Hey guys,
All good?
In this article, I will demonstrate to you how to convert an RTF string to text (Remove RTF tags) using the CLR (C#) or Powershell, which was a need I had last week, where a system recorded the information in a table and the data was in RTF (Rich Text Format). I searched a lot on the internet to find solutions that would help me convert RTF to text directly through the database and I didn't find many alternatives that I liked and that motivated me to write this post for you.
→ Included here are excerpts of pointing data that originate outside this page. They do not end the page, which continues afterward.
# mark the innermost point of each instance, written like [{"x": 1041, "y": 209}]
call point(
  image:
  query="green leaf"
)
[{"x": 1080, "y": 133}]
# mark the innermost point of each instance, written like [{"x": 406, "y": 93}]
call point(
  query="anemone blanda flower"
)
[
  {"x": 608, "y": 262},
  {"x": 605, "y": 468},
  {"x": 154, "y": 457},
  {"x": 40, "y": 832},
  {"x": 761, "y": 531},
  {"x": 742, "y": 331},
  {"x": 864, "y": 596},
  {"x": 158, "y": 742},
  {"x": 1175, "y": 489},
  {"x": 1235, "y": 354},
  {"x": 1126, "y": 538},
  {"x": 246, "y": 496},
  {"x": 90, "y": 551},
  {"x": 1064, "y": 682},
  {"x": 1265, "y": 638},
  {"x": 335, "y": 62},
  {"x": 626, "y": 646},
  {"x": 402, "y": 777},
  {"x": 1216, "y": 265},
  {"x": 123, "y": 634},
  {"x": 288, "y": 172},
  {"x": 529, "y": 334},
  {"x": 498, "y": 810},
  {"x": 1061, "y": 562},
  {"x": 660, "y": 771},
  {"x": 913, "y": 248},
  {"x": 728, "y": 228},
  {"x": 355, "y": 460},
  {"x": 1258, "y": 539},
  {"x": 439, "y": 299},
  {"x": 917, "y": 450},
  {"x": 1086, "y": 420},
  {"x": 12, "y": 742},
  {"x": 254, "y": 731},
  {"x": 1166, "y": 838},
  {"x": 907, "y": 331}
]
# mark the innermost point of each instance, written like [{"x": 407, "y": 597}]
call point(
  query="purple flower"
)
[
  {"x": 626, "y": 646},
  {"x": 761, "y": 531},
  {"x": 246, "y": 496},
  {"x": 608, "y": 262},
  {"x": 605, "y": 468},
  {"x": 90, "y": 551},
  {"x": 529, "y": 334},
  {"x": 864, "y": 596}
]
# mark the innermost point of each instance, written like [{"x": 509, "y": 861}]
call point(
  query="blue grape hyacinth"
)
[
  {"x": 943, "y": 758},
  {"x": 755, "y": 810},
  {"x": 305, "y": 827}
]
If you don't know CLR or want to know more about it, understand how it works, its limitations, advantages, disadvantages and how to create and publish a new CLR project, read the post Introduction to SQL CLR (Common Language Runtime) in SQL Server.
The trivial solution with C#
If you do this search on Google, probably the most common solution you will find is this:
System.Windows.Forms.RichTextBox rtBox = new System.Windows.Forms.RichTextBox();
string rtfText = "{\rtf1\ansi\ansicpg1252\fromhtml1 \fbidis \deff0{\fonttbl {\f0\fswiss Arial;} {\f1\fmodern Courier New;} {\f2\fnil\fcharset2 Symbol;} {\f3\fmodern\fcharset0 Courier New;} {\f4\fswiss Segoe UI;}} {\colortbl\red0\green0\blue0;\red0\green0\blue255;\red0\green0\blue0;} \uc1\pard\plain\deftab360 \f0\fs24 {\*\htmltag0 \par } {\*\htmltag48 }{\*\htmltag64}\htmlrtf {\htmlrtf0 {\*\htmltag148 }\htmlrtf {\cf2 \fs20 \f4 \htmlrtf0 {\*\htmltag4 \par }\htmlrtf }\htmlrtf0 {\*\htmltag72}\htmlrtf}\htmlrtf0 {\*\htmltag96 }\htmlrtf {\ltrpar\ltrch\ql \htmlrtf0 {\*\htmltag64}\htmlrtf {\htmlrtf0 \htmlrtf {\cf2 \fs20 \f4 \htmlrtf0 Dirceu Resende\htmlrtf }\htmlrtf0 {\*\htmltag72}\htmlrtf\par}\htmlrtf0 {\*\htmltag104 }\htmlrtf }\htmlrtf0 {\*\htmltag248 } {\*\htmltag58 }}";
rtBox.Rtf = rtfText;
string plainText = rtBox.Text;
Which is a really simple solution and it really works. However, I would like to use this solution through the database and therefore, using the System.Windows.Forms library is not a very interesting idea, since this library is not loaded by default by SQL Server and therefore, I would have to import its assembly and its dependencies (which are not few) manually into the database, as shown below:
This would increase the complexity of your CLR (and also in publications) and could have negative effects on the stability of your instance and therefore, I do not recommend this practice.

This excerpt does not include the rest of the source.